As you approach Alrewas the canal briefly rejoins the Trent as it crosses through the river to then rejoin the canal. This section can cause delays when the river's in flood but we had no such problems, only a strong cross wind to fight - always a challenge in a narrowboat.

It's a short cruise from Alrewas to Fradley Junction. This is where the Coventry canal heads south away from the Trent and Mersey. Fradley is one of those strangely popular canal honeypots - it boasts a pub, a cafe, a shop and ... that's about it. It's pretty much in the middle of nowhere but is often packed with people who just come to watch the boats go by - often known as "gongoozlers".  Not today though, the gongoozlers had clearly got word that the super slick Pas Meche was coming through so dramas would be in short supply (just kidding).

Armitage is noticeably less popular than Fradley - its main claim to fame being that it is home to Armitage Shanks so you're treated to the sight of more toilets than you'll ever sit on piled up by the canal. What a glamorous way of life we have.

Things get more interesting shortly after the toilet factory where an old tunnel has been opened out to leave a one-way narrow section imaginatively called Amitage narrows. Here the advice is to send a crew member on ahead to check no other boats are coming.

We stopped for shopping in Rugeley then continued to Little Haywood, which is a quiet spot with great views over Shugborough Park towards Cannock Chase. 

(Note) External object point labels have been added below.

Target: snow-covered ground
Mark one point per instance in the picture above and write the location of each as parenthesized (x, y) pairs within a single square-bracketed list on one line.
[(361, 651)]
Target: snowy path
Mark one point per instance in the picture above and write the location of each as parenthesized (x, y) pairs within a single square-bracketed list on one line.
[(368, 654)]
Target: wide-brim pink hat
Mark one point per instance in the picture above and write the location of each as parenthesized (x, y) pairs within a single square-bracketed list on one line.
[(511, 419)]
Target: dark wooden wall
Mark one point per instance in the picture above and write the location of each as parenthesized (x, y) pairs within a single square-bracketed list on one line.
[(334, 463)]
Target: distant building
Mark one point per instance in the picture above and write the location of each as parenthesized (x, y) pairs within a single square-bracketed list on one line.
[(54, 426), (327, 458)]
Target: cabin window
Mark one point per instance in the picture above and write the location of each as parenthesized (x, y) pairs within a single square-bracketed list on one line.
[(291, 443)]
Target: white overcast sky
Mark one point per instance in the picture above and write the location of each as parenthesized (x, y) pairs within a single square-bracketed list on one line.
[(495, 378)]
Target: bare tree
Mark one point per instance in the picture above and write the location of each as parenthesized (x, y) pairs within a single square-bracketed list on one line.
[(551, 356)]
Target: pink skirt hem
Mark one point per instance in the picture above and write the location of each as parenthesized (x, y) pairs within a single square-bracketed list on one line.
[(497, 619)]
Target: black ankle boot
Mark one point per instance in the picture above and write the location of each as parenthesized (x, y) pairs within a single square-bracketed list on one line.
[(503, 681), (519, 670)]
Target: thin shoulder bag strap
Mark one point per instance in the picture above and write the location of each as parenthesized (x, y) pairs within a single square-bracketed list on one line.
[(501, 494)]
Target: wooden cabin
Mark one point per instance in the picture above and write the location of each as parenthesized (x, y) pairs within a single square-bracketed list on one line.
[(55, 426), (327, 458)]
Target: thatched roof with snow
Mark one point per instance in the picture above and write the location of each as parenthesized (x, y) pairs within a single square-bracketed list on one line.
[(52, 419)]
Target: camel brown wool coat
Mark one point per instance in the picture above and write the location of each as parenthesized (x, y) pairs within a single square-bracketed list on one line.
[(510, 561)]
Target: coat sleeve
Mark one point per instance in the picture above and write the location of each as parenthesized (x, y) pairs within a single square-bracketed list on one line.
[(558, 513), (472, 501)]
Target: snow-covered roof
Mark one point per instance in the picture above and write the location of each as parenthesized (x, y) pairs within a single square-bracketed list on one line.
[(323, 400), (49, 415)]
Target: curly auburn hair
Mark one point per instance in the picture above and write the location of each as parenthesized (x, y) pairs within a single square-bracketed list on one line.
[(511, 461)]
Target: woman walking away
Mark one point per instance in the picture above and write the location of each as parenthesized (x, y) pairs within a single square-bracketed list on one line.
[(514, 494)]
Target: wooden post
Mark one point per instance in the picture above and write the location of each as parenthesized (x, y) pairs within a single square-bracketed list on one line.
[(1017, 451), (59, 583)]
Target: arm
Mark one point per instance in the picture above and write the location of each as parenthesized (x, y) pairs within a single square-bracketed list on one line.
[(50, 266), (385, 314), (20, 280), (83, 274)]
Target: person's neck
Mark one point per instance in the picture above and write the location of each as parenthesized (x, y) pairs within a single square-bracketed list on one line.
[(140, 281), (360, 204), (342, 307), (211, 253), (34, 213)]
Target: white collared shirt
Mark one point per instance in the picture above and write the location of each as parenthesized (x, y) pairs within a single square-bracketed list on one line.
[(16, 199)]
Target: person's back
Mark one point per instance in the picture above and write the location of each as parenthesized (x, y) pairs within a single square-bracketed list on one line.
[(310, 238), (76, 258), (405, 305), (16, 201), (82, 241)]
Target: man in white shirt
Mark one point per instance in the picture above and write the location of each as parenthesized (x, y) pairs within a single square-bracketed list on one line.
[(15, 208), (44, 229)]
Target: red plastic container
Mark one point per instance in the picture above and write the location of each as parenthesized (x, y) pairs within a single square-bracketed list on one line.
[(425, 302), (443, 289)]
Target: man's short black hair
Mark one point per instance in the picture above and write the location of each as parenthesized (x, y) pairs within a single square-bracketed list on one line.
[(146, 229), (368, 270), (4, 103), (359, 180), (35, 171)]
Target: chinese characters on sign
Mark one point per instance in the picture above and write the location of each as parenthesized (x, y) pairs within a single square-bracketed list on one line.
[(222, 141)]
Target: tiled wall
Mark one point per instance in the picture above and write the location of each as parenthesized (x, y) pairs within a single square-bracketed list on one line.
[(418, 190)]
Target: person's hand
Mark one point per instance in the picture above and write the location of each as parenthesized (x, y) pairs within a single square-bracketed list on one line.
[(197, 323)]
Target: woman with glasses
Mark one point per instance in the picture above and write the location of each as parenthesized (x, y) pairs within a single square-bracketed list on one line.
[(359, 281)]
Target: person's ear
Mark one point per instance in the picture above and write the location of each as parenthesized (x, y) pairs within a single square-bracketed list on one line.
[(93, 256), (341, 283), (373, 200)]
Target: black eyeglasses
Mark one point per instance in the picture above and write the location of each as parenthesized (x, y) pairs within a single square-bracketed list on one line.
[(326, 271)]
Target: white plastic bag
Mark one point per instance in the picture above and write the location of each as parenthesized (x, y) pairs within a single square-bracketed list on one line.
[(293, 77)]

After Little Haywood comes Great Haywood, where the Staffordshire & Worcestershire canal heads off south west under the lovely wide brick bridge in the photo above to eventually join the River Severn. We went that way last year but this time carried straight on heading northwards.

Stone is a busy canal town, boasting several boatyards, some good pubs and plenty of locks. We climbed up through the town then moored at the top of the flight.

Victoria immediately set about making a cake for her dad's birthday and the following day we nursed it on four trains all the way to Yorkshire for a family meal out. Miraculously it survived with only minor fault-lines developing in the golfing green.

After a couple of days on dry land we got back to Pas che and headed northwards, climbing the flight of locks into Stoke on Trent.

Stoke on Trent is of course the heart of the Potteries and a major reason why the Trent & Mersey exists in the first place. Although bits of the city are a bit run down you can really sense the history of the place as you chug through. 

We made an early start the next morning from Westport Lake, heading for the 1.7 mile long Harecastle Tunnel. The first time we did this in 2013 we did it with a nearly-empty water tank and the roof of the tunnel was too close for comfort to the top of the boat. Another one of those rookie errors. So we stopped at the tunnel mouth to fill with water and to remove all the junk from the roof. Don't be fooled by the high and wide ends of the tunnel, it get's pretty low in the middle!

David was clearly relieved to escape from Harecastle unscathed. Note the life jackets - not essential but following an unfortunate fatality last year you're strongly encouraged by the CRT tunnel keepers to wear them.

The descent from the summit level starts more or less immediately. It is often known as Heartbreak Hill as the locks are mostly spaced too far apart for crew to easily walk between them but barely far enough to make it worth getting back on the boat. Despite this, we love this stretch of the canal. To make things more fun, the locks are often paired so one boat can go up as one comes down.

Today we have descended about halfway down Heartbreak Hill, with views of storm clouds over Mow Cop.

We do like these locks but some of the paddle gear is pretty stiff. The lady crew members have clearly got teamwork sorted and made light work of the more stubborn locks!

We dropped down under the M6 and saw a familiar boat coming the other way. It took them a while to recognise us but we were thrilled to see Seán and Mary on nb Zygnema coming towards us. We'll let them off not clocking us immediately as it's been a couple of years since we saw each other. Given the strong crosswind Seán made a wise suggestion that we get moored up first before catching up.

Once the boats were safely lashed down in the wind we had a good chat with Seán and Mary and reckoned our paths may well cross again later in the summer.